Historical Research Capabilities: Writing a Biography

Writing a biography involves a particular kind of historical research—learning as much as possible about an individual and then placing him or her in a historical context. A good biography not only tells an interesting story of a person's life but demonstrates how that life represents the collective experience of a larger group, a historical trend, or a powerful idea.

Choose one of the members of the Oblinger or Thomas family. You may also want to select a particular span of years on which to focus. Read letters written by the subject of your biography, as well as comments about the person in other people's letters (for example, many of Giles Thomas' letters include information about Uriah Oblinger; sometimes, as in the months following Mattie's death, these comments provide insights into Uriah's actions that are not available in his own letters). Sketch out a list of events in your subject's life in the period you are covering. You may also want to check the special presentation, The Oblinger Family and Their Letters for more information. Consider such questions as the following as you decide what to write in your biography:

  • What makes this person interesting?
  • How did others describe this person? What do the subject's letters tell you about his/her personality and character? What words would you use to describe the person?
  • What events shaped this person's life?
  • What were the person's goals?
  • What important decisions did this person make during the period you are examining? What influenced his/her decisions? How would you evaluate those decisions?
  • How did this person's life represent the collective experience of a larger group, a historical trend, or a powerful idea?
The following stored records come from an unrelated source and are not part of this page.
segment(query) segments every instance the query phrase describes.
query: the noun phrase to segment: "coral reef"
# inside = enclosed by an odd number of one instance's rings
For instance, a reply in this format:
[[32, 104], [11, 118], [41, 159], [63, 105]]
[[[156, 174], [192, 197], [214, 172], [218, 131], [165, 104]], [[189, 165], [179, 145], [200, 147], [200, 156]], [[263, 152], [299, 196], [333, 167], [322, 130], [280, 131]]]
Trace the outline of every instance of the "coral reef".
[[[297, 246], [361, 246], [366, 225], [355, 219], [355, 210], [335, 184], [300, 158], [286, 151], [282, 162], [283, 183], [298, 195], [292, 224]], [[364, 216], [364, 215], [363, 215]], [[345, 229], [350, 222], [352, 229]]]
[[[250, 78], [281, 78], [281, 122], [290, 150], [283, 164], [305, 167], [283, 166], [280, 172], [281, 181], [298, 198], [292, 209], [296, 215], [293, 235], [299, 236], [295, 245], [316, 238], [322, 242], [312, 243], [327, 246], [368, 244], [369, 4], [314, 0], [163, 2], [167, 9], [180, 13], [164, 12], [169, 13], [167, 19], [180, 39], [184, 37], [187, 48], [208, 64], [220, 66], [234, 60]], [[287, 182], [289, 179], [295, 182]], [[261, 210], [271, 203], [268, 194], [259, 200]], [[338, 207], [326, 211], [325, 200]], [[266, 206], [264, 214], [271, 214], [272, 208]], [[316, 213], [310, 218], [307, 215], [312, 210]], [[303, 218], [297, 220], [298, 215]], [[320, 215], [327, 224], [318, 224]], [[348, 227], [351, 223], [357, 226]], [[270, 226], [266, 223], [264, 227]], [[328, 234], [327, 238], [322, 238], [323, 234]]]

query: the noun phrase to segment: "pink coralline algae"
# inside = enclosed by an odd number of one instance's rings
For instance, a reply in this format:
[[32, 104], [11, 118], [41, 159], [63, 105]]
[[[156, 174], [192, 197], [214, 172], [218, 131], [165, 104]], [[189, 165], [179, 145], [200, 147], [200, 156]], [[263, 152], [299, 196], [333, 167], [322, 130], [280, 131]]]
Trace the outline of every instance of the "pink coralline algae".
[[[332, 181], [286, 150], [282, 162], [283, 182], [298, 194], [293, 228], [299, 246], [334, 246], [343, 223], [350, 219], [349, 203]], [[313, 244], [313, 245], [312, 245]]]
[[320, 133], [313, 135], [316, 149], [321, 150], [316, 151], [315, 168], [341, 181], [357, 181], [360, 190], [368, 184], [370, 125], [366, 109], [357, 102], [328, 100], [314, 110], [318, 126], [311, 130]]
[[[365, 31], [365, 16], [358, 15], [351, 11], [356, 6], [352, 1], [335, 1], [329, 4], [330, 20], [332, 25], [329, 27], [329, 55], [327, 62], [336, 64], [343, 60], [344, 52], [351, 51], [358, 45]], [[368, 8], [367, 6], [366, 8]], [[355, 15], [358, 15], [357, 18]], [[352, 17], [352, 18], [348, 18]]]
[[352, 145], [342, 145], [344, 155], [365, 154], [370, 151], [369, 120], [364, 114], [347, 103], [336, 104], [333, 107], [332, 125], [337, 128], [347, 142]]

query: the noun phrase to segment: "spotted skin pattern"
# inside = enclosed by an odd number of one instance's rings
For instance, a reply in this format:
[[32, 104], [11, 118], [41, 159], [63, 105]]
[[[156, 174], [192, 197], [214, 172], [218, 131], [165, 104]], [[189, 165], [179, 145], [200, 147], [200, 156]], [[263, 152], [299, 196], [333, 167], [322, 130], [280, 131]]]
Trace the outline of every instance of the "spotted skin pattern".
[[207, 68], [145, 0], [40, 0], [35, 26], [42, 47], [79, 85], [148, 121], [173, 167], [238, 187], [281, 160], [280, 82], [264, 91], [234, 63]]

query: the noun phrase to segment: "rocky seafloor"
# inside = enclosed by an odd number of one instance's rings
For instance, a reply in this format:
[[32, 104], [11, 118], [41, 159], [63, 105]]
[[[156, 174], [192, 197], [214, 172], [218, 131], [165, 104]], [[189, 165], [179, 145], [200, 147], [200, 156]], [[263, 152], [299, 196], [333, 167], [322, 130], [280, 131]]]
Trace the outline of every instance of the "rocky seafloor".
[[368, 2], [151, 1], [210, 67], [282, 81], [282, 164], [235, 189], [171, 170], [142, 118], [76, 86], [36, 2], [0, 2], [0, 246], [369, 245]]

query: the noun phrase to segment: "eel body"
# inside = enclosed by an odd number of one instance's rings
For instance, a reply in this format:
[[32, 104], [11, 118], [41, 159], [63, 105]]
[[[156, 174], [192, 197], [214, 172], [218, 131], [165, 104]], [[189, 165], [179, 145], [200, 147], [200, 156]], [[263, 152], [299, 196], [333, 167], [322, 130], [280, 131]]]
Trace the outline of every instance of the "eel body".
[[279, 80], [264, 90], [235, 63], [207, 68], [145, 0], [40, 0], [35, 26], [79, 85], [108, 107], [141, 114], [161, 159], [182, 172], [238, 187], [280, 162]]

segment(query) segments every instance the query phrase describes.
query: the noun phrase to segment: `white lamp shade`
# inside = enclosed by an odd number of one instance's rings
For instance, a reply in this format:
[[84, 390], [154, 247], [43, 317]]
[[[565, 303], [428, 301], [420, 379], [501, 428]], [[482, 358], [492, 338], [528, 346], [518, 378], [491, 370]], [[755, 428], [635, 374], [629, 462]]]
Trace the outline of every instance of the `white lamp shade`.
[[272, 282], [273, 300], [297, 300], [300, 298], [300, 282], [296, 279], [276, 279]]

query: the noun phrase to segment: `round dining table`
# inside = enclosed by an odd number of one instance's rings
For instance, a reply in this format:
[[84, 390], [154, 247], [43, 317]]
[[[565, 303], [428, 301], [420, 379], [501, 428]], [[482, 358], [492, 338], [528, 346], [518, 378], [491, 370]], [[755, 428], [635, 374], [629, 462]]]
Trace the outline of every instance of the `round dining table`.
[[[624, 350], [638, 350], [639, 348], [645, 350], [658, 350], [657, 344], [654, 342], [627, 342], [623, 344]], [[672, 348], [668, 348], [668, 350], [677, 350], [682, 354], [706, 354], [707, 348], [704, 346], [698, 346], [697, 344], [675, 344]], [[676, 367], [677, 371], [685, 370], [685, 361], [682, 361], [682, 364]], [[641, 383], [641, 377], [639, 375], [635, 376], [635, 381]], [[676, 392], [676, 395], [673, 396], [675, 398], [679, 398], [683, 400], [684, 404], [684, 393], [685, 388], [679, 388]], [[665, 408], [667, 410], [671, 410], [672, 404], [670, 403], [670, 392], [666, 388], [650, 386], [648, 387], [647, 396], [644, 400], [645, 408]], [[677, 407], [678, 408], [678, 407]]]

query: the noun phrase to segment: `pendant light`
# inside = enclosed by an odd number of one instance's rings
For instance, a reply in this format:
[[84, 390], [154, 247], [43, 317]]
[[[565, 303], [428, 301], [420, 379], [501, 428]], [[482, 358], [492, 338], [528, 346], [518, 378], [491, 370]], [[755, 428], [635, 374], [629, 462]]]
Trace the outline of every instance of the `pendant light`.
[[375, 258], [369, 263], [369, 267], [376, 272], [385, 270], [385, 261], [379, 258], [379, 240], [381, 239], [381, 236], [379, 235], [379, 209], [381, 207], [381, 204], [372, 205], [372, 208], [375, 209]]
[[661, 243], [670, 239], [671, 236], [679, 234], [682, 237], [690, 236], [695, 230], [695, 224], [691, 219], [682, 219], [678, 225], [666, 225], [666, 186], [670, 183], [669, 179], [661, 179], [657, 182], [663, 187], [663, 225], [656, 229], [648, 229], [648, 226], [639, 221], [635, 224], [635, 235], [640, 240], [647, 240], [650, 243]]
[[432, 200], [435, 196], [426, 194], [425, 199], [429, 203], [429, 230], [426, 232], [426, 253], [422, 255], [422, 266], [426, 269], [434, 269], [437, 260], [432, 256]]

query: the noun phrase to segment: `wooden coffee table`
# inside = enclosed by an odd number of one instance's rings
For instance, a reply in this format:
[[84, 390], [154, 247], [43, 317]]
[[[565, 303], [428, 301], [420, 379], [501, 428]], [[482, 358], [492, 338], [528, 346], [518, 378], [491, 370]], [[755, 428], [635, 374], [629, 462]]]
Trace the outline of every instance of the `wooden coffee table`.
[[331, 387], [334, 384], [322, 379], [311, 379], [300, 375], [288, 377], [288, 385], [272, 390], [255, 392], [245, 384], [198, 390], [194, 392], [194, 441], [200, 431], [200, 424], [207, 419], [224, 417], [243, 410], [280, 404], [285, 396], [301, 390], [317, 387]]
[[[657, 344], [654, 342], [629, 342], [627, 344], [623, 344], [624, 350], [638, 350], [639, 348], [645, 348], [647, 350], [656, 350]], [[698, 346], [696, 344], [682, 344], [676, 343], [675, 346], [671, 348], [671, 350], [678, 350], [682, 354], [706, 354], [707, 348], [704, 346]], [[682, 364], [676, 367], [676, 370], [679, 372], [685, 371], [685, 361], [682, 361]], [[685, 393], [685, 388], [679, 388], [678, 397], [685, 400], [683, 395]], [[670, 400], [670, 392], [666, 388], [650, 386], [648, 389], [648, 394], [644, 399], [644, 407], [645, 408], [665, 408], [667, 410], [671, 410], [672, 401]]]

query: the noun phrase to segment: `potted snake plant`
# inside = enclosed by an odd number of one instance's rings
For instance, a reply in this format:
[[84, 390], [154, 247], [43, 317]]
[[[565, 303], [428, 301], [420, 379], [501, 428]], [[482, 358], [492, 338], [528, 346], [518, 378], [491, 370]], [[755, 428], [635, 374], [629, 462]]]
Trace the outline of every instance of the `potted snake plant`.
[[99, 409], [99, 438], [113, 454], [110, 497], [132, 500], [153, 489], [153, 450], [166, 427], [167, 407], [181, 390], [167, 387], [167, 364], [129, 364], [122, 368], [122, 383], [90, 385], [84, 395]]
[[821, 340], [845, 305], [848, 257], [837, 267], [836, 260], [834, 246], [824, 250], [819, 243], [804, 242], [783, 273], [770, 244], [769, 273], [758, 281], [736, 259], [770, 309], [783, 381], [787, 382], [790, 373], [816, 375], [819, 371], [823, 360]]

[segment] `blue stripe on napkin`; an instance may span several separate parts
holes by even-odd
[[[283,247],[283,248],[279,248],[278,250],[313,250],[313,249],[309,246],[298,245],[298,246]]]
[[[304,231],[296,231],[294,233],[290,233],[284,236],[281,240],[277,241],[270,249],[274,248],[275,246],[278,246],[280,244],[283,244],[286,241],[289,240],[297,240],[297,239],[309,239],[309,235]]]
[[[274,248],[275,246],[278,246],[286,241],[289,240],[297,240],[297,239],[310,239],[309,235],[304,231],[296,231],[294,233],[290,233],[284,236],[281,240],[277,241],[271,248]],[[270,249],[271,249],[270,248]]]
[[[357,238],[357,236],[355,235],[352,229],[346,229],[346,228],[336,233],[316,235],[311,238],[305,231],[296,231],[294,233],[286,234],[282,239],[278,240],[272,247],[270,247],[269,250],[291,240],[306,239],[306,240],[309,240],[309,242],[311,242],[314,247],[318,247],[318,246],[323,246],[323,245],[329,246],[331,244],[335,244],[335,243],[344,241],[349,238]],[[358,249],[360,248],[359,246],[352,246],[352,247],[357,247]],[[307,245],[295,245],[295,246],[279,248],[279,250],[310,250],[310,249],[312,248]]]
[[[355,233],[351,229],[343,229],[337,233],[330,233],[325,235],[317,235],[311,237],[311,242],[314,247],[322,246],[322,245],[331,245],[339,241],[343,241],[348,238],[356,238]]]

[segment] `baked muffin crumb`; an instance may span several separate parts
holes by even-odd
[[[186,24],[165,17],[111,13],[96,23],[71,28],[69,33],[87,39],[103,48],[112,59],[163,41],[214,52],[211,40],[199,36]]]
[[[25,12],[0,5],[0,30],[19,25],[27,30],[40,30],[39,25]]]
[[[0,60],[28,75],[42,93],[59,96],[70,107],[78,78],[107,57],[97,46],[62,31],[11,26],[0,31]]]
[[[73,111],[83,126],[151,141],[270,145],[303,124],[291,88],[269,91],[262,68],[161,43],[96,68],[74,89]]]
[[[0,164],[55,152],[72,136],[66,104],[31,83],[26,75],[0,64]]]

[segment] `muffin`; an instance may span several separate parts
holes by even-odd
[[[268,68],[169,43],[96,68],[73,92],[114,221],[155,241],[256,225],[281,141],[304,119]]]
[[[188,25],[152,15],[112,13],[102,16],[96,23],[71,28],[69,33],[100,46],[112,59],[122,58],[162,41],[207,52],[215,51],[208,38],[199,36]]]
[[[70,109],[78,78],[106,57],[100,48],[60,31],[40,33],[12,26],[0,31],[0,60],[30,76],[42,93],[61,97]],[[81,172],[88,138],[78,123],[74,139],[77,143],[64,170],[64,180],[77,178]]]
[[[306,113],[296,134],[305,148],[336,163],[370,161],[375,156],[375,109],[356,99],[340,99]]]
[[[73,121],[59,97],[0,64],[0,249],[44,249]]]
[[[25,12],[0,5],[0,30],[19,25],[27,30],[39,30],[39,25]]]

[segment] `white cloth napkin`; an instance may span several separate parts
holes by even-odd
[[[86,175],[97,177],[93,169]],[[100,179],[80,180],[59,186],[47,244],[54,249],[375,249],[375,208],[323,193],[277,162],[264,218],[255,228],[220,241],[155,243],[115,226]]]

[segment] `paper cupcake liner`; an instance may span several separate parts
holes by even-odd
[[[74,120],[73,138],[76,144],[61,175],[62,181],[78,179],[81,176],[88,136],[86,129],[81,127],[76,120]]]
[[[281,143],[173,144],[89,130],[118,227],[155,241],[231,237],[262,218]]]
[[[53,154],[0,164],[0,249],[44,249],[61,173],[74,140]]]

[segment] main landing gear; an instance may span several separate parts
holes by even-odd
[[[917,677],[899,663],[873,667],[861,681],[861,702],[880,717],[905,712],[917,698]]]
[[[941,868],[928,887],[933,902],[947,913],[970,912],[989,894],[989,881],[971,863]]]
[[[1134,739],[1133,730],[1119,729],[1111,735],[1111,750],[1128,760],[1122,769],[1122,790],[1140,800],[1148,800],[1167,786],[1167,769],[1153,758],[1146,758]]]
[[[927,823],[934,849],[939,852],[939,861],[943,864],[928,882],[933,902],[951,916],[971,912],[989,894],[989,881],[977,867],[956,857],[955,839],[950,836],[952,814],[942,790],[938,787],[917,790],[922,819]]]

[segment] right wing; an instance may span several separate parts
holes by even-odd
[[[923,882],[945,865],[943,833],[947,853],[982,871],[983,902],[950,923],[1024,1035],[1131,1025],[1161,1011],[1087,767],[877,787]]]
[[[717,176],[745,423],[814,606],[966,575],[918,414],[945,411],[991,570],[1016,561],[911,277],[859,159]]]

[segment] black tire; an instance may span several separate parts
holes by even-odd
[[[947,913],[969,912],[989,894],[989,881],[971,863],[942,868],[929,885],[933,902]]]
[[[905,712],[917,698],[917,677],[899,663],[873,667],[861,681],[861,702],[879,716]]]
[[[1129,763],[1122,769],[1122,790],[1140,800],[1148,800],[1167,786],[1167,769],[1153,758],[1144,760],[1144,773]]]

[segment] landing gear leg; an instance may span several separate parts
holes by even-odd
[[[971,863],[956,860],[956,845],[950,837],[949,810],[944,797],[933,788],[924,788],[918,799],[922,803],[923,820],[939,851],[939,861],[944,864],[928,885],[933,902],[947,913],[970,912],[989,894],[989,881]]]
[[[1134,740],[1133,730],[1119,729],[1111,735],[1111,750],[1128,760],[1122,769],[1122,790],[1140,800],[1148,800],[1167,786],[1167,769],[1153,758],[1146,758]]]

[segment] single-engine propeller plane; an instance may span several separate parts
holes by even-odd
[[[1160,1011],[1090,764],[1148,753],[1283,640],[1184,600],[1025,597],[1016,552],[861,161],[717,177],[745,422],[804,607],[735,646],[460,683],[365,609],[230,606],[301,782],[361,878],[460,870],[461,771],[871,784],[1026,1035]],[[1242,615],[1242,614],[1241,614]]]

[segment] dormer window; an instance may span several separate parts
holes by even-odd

In answering the last question, you might consider whether the person's life represents something about the history of women, family, work, homesteading, the impact of the environment on people, or male-female relationships and the nature of 19th-century rural courtship. You may want to do some searching in other American Memory collections to learn more about the historical context in which your subject lived. Some useful collections include American Life Histories: Manuscripts from the Federal Writers' Project, 1936-1940, Pioneering the Upper Midwest, and The Northern Great Plains collections.

When you have completed your research, write a brief biography of your subject. Exchange biographies with a classmate and give each other feedback on the work.